Observa sus manos desgastadas, los ochenta años pesaban en cada marcada y a la vez fina y elegante arruga, y los sesenta años desde aquel autobús pesan en cada lágrima que llenó los surcos de sus manos durante tanto tiempo, pesan en su corazón; pesa el arrepentimiento de no haber vivido su vida, la melancolía de su sonrisa, su mirada esperanzada al verla llegar a la estación, y la misma mirada, vacía al ver que era para despedirse de él.
Alza la vista y aparece ella con veinte años yéndose de la estación, escapando del viaje de su vida, escapando del amor, escapando del destino; quizás por miedo a salir de su pasado, a abandonar la vida a la que estaba arraigada.

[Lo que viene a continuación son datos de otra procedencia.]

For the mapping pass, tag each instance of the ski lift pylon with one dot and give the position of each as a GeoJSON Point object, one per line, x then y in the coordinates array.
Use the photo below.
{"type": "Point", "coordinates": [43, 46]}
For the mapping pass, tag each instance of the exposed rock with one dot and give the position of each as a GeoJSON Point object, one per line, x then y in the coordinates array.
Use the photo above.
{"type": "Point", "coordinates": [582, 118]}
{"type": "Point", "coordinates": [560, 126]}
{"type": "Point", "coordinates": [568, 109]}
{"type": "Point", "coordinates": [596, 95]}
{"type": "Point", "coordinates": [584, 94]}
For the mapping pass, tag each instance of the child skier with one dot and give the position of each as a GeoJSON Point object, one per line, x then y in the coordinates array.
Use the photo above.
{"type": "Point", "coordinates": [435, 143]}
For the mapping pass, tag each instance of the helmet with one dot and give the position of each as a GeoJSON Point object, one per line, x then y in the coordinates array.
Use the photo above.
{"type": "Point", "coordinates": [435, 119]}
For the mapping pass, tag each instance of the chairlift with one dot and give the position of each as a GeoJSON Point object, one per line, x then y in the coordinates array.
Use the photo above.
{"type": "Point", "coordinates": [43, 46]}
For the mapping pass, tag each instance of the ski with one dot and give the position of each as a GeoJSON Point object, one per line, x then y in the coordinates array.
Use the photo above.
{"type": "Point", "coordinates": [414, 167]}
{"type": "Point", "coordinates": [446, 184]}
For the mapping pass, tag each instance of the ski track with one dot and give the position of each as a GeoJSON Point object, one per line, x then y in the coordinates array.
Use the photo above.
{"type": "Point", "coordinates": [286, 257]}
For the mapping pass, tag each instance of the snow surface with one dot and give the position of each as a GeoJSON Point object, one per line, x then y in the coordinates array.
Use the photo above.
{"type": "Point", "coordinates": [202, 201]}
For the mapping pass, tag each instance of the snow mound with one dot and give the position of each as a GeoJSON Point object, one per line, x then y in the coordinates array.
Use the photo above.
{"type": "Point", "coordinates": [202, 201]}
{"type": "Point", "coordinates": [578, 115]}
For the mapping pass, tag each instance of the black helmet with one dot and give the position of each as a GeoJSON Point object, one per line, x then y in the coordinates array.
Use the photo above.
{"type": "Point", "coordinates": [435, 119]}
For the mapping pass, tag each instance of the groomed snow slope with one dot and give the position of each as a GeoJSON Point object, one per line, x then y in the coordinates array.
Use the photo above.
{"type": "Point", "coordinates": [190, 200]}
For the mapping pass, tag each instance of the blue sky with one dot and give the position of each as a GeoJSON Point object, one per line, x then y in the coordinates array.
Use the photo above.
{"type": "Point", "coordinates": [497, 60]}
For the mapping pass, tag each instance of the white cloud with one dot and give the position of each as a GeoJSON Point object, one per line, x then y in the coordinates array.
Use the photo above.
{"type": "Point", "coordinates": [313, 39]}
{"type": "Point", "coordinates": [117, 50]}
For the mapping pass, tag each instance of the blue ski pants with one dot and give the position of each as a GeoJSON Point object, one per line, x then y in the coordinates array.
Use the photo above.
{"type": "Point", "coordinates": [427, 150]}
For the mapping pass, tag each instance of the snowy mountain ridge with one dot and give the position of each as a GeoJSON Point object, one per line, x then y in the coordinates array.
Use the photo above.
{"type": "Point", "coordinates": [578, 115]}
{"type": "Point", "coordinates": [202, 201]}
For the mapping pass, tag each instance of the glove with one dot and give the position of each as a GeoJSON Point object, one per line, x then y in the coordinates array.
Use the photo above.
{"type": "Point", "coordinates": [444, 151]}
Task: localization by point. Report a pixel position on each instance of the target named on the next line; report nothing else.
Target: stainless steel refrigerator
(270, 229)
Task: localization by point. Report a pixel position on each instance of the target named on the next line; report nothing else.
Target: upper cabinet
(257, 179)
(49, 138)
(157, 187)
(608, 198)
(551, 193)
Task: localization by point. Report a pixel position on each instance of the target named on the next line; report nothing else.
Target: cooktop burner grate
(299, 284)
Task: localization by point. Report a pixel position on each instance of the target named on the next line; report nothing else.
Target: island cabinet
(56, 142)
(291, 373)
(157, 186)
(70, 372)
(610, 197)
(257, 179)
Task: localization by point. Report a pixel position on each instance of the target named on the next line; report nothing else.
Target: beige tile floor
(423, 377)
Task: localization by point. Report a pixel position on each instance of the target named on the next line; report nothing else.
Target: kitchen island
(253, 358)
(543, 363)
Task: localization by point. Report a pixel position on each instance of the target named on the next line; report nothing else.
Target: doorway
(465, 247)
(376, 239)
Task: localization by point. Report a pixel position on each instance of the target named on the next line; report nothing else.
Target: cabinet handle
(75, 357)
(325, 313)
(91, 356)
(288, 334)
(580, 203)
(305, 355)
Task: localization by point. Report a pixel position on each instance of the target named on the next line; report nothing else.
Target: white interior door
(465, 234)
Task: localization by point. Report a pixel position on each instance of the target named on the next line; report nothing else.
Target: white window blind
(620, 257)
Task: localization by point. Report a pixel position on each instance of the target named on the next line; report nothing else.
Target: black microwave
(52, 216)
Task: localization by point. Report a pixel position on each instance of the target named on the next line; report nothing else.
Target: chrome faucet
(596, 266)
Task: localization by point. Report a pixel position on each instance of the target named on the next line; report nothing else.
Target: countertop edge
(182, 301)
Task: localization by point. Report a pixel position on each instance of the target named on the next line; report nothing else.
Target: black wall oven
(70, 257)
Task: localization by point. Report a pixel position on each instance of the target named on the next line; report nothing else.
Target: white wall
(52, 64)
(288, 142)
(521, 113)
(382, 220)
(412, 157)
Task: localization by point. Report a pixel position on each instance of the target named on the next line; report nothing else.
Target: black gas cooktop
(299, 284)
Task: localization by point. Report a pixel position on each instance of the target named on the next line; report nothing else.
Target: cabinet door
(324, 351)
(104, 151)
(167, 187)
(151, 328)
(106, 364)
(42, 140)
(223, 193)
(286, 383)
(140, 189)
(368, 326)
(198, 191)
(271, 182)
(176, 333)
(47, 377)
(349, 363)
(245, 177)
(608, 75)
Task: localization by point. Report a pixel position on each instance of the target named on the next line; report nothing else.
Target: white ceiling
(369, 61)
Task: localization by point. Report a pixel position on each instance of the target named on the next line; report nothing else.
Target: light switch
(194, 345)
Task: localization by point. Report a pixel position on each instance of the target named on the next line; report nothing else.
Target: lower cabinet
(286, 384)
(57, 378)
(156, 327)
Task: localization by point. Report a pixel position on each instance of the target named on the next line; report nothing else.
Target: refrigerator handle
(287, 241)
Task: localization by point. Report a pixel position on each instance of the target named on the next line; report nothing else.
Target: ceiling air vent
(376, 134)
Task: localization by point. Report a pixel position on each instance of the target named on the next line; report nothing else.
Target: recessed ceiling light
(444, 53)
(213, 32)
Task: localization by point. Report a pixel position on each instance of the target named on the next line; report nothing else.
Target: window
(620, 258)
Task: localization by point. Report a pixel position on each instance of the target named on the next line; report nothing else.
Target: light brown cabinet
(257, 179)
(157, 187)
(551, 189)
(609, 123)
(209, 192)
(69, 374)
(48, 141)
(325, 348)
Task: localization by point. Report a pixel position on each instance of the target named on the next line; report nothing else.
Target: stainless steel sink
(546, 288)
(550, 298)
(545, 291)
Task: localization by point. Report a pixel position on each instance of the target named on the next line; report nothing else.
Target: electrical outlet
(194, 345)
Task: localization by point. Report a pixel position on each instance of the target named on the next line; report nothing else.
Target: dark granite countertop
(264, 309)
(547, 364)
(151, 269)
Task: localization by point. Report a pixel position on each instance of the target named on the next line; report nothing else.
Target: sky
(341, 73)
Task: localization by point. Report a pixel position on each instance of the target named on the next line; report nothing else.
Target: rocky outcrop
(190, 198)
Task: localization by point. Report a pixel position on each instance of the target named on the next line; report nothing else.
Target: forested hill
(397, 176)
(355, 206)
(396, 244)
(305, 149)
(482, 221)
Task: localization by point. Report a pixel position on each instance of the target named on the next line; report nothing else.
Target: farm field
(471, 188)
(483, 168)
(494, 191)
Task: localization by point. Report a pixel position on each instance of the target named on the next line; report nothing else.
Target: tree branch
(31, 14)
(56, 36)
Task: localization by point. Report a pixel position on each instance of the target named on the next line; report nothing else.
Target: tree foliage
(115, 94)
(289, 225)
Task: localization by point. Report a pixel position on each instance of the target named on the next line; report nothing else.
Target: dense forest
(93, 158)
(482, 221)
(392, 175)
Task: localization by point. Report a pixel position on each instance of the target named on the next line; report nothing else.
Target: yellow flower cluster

Y esperó su vuelta. Cada hora, cada día, cada año, esperó el viaje de su vida, esperó una segunda oportunidad. Soñaba con que los sesenta años se convertían en apenas dos meses, soñaba con que era joven y él aparecía por aquella puerta con un anillo en una caja roja, soñaba con sus preciosos hijos, y soñaba con la vida que jamás tendría.
Y apareció, como un fantasma. Vio a su amado por última vez, tan joven, no había cambiado, se sentía arropada por la misma expresión de cariño.
Quizás era un espejismo pero eso ya no importaba, porque ella, desconocida, cerró los ojos y empezó el viaje más largo y eterno.